Citizen: An American Lyric

I’ve known Claudia Rankine’s name for years but, as a not reader of poetry, it’s always been a sort of back burner name for me. But every once in a while, I do decide to try some poetry (and have enjoyed collections from Joy Harjo and Jericho Brown, though I’d by no means consider myself a genre-convert or knowledgeable poetry reader). A few weeks ago, I checked this this one out to a patron at the library and that sort of inspired me to add myself to the holds list for when they brought it back. And, here we are, with my (maybe third ever?) poetry review.

Citizen: An American Lyric by Claudia Rankine

There’s not really a “plot summary” or other type of synopsis to give here, like I do with fiction/nonfiction, so I guess I’ll just jump right into the review? This is a fascinating piece of nonfiction, a sort of combination or lyrical essays and more “traditional” poetry, alternating back and forth and sort of interspersed. It is, in that stylistic sense, truly unlike anything else I’ve ever read before. I also have to say that I’m glad I didn’t try to read this earlier. This is the type of poetry that I think is less accessible, or feels less accessible to people; or to not speak for others, this is the type of poetry that intimidates me as a reader. The pieces that leant more towards essay, but with a very rhythmical type writing to it, were fine. I felt like I “got” them. But the parts with a more traditional poetry presentation, short lines and broken sentences and advanced wordplay and aesthetic structure, those parts did make me react like…like I wasn’t smart enough to understand them. (The same goes, for me, very much, for the majority of the art that is interspersed throughout. But the visual dimension was interesting and unique, regardless of my personal “understanding.”) And I had to work hard within myself to read through that feeling, to accept the feeling, the message, behind the words, even if individually I didn’t necessarily follow them all. So, the reason I’m glad I waited to read Rankine, to read a collection like this, is because I needed to be objectively confident enough of myself as a reader to respect that the point is not for me to “get” everything, but to absorb and experience. And that’s growth I needed to make, a reflection on me and not the work itself, so I want to make that clear. But it is what it is, and I feel like it’s important to share, in case you too might be intimidated by poetry. I encourage you to go for it, to just keep reading, to just…sense…this work.
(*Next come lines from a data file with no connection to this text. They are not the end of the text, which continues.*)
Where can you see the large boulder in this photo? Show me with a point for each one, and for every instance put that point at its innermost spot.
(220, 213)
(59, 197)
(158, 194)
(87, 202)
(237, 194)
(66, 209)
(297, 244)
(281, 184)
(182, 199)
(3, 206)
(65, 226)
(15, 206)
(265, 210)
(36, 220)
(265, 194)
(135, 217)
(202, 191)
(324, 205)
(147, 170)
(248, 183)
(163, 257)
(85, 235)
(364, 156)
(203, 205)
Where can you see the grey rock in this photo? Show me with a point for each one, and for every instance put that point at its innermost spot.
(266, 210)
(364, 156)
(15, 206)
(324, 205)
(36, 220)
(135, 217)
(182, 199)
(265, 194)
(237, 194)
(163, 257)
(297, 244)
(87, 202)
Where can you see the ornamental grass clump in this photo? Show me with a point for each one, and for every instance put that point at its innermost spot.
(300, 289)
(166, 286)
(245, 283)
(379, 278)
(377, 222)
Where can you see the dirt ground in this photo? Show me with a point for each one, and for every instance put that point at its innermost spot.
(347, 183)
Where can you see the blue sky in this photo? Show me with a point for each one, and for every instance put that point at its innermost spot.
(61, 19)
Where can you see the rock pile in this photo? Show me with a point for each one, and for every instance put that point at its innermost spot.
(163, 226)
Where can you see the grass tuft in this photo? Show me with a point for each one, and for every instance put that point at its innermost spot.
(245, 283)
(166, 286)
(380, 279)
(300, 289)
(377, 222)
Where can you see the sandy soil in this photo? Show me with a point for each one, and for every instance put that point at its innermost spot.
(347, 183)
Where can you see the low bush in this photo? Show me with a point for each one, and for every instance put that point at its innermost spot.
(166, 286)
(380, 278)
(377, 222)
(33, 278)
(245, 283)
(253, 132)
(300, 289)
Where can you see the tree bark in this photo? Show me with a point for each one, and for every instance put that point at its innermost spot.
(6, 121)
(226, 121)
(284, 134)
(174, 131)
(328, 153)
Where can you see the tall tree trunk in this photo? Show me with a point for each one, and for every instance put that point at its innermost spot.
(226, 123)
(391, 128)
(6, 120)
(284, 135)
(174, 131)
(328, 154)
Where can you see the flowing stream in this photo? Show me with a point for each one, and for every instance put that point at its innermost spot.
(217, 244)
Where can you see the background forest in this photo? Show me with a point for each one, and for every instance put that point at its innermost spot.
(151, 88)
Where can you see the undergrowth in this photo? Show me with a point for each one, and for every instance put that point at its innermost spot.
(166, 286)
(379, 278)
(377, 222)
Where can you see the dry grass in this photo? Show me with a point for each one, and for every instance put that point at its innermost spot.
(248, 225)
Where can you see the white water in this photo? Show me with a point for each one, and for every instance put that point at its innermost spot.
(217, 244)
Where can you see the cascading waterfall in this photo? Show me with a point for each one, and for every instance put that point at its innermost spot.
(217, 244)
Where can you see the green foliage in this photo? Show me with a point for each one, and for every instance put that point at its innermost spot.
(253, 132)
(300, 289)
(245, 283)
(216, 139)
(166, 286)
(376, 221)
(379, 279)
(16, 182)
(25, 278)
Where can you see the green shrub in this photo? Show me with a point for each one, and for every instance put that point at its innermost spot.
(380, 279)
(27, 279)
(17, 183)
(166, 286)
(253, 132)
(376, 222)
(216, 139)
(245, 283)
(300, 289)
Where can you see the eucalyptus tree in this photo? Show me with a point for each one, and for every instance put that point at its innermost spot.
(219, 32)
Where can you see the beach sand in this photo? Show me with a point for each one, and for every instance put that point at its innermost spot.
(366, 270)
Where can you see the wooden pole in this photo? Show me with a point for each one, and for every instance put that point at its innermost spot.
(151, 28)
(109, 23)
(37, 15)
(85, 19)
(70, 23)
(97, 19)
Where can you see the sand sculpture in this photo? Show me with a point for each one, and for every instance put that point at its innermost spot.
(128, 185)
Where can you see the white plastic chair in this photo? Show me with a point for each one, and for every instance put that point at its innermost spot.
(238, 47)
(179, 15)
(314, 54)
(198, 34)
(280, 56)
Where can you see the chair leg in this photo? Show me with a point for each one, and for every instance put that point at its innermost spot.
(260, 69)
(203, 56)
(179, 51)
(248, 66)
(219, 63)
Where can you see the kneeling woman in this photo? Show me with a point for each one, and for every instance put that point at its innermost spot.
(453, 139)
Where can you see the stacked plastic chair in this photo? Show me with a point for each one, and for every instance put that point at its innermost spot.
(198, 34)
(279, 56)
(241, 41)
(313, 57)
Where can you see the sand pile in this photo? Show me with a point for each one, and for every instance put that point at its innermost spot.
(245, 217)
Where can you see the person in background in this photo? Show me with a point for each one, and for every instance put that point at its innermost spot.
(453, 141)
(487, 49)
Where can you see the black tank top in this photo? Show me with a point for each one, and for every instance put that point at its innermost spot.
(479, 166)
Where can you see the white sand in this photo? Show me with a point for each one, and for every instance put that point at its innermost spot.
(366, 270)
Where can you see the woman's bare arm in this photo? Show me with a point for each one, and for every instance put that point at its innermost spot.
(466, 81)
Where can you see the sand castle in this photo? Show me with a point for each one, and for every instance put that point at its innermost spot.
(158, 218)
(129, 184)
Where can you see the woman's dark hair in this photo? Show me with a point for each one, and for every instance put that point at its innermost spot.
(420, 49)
As for the topical aspects, phew. This is a heavy collection. Rankine looks at and dissects lived racism with a hyper focus on lingual aggressions and microaggressions and the reality of living and internalizing them. From sports to media to law enforcement brutality to interpersonal interactions, Rankine’s words illustrate absolutely the individual weight of racism in America – the scars and injury and intergenerational trauma that are inevitable for each Black person in America, and the ways that, as “citizens,” they are forced to suppress reactions to that inescapable and constant burden. The whole volume really centers around this reality, but section vii in particular, highlighting the way our country criminalizes/marginalizes being Black from natural disaster to police brutality to even the places where Black is, outwardly, lauded (sports), is a gut punch of lived racism page after page and was particularly tough to read.

Rankine’s exploration and meditation on the person-less-ness and displacement of living in a situation where you feel, you know, the cumulative of historic and current racism, but must constantly question because of gaslighting about your own experiences, is intense. Although, as I said, there were a number of individual moments where I felt like the content, the details, went over my head, I cannot deny the feelings this collection left me with and that, I believe, is the power in poetry.  

A lot of passages that hit hard while I read this one, so here’s just a couple:

“Perhaps this is how racism feels not matter the context – randomly the rules everyone else gets to play by no longer apply to you, and to call this out by calling out ‘I swear to God!’ is to be called insane, crass, crazy.”

“I do not always feel colored. I feel most colored when thrown against a sharp white background.”

“…just getting along shouldn’t be an ambition.”

“Forget all that, the world says. The world’s had a lot of practice.”

“The past is a life sentence, a blunt instrument aimed at tomorrow.”

“Appetite won’t attach you to anything no matter how depleted you feel.”

“because white men can’t / police their imagination / black men are dying”

“A feeling that feelings might be irrelevant if they point to one’s irrelevance pulls at you.”

“That time and that time and that time the outside blistered the inside of you, words outmaneuvered years, had you in a chokehold, every part roughed up, the eyes dripping. / That’s the bruise the ice in the heart was meant to ice. / To arrive like this every day for it to be like this to have so many memories and no other memory than these for as long as they can be remembered to remember this.”

3 thoughts on “Citizen: An American Lyric

  1. I’m glad you warned me about the advanced wordplay and stuff. I honestly rarely if ever read traditional poetry, so I think I’ll try something else first before I dive into this one.

    Liked by 1 person

    1. I definitely was intimidated. But I’m also really glad I read it and would encourage people to try it. Just…my advice would be to not get bogged down in the word to word specifics and focus instead on the whole and the messages that way.